Added Cavender: “Their support is not likely to stop as this shift is seen as a must-win."
All the Chinese companies Nikkei Asian Review spoke with at CES agreed that Beijing will not ease back on its high-tech industrial development push. But those companies also said, with or without the government support, they will boost their in-house research and development efforts in a bid to reduce reliance on U.S. technology -- something that the Trump administration has often threatened to cut off.
An executive from a Shanghai-based auto company said that his firm has set up a research center in Silicon Valley shortly after the trade disputes emerged in March last year.
“Although we had this plan for a while, the trade war has motivated us to speed up the implementation,” the executive said. “The key technology of autonomous driving is at the hands of Americans and one can expect it would only become more difficult to access American technology in the future. So we have no choice but to develop our own technology.”
Meanwhile, Chinese companies have shored up the development of the domestic supply chain, either through direct investment or by increasing local purchases. The trend is particularly obvious in the chip industry, which was virtually non-existent in the country a few years ago but has now reached a scale of more than 1,000 companies according to some industry estimates.
“In the past, Chinese companies preferred to buy U.S. chips because they didn’t want to take risks of trying out domestic products. Now, they have realized they cannot survive and thrive without the co-existence of strong domestic suppliers,” said Xiang Jianjun, founder of the Chengdu Analog Circuit Technology which licenses chipmaking technology to Chinese factories.

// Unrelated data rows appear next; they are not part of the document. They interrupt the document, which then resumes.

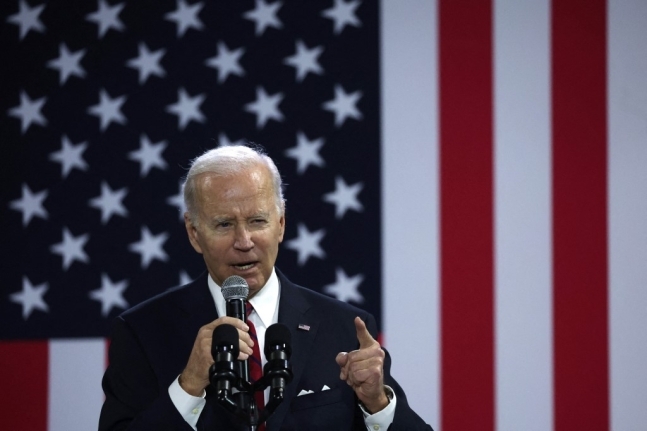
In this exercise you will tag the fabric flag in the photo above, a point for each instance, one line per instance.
(471, 169)
(104, 103)
(515, 211)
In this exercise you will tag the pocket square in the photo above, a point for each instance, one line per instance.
(304, 392)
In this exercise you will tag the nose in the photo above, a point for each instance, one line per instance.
(243, 239)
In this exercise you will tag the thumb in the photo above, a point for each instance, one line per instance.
(363, 336)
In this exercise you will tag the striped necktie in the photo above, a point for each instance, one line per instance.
(255, 364)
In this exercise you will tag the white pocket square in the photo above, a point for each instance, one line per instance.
(304, 392)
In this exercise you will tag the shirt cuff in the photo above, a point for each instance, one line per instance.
(384, 418)
(189, 406)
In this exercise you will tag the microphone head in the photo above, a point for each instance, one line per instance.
(235, 287)
(277, 334)
(225, 337)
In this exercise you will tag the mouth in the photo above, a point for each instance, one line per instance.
(244, 266)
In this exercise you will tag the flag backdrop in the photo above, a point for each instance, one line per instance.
(474, 173)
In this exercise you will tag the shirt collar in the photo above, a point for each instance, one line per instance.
(265, 302)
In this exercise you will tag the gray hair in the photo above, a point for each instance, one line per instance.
(226, 161)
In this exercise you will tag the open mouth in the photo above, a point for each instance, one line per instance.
(244, 266)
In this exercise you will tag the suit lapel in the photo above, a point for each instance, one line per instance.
(292, 313)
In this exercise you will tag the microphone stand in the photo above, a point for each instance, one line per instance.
(223, 377)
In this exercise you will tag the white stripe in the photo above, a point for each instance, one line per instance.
(75, 395)
(523, 281)
(410, 199)
(627, 90)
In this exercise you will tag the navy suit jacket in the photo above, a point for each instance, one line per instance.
(151, 344)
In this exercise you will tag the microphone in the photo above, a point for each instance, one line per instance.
(235, 290)
(278, 350)
(224, 350)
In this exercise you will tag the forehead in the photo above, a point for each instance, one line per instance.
(249, 187)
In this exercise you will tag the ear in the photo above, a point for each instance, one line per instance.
(192, 232)
(281, 227)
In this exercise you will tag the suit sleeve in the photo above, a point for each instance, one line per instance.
(134, 398)
(405, 418)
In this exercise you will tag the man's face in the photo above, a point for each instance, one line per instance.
(239, 227)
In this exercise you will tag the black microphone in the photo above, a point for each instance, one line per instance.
(278, 350)
(235, 290)
(224, 350)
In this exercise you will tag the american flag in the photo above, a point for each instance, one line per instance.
(473, 173)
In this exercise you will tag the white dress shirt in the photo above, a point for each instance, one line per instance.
(266, 313)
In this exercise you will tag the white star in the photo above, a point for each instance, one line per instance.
(187, 108)
(29, 112)
(265, 107)
(70, 156)
(344, 197)
(186, 17)
(30, 204)
(110, 202)
(306, 244)
(305, 60)
(223, 141)
(150, 247)
(71, 248)
(226, 62)
(306, 152)
(106, 17)
(110, 294)
(343, 105)
(185, 278)
(31, 298)
(343, 14)
(149, 155)
(178, 201)
(346, 288)
(147, 63)
(27, 18)
(108, 109)
(264, 15)
(67, 63)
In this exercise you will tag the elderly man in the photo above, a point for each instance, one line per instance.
(161, 349)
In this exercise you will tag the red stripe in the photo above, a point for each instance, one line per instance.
(23, 373)
(466, 216)
(580, 215)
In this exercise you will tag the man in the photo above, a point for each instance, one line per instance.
(161, 349)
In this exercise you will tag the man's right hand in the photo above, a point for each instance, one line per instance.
(195, 376)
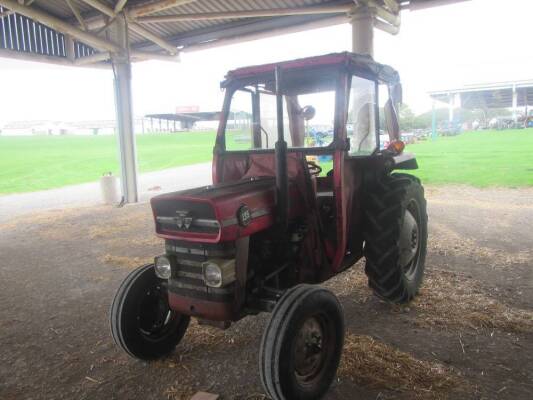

Xiang said the turning point came last summer when a U.S. ban on doing business with ZTE put the Shenzhen-based telecom equipment manufacturing giant’s survival in question. Since then, many companies in China have begun searching for alternatives at home and steering more orders to domestic chipmakers. That, in turn, has driven the demand for his chipmaking license service to double last year.
Some Chinese high-tech companies are also rushing to produce their own chips. Earlier this month, Huawei Technologies, the world’s biggest telecom equipment maker and a frequent target of the U.S. government, introduced a new core processor used in data center servers as an alternative to Intel’s chipset. And the country’s e-commerce titan Alibaba Group Holdings is due to start manufacturing its first self-developed AI chips in the second of this year.
“China is very good at commoditizing technologies,” said Chris Dong, global research director at technology advisory firm IDC China. “In some cases, China is great in leveraging worldwide open source foundations to create super strong things,” Dong said, citing Huawei’s full line of internally designed AI chips as one example.
Shen Qiang, a founding partner of Beijing-based Jiangmen venture capital firm which invests in both Chinese and American high-tech startups, said that Chinese companies can perform as well as their American counterparts in certain areas such as smart devices.
The country has still lagged far behind the U.S. in more sophisticated technologies such as self-driving cars and AI, Shen said. However, a slow start did not mean losing the race, he added.
“China had dreamed about developing high-speed railway technology since its debut, but it took us so many years to get there. But once we get there, look at where we are now,” he said.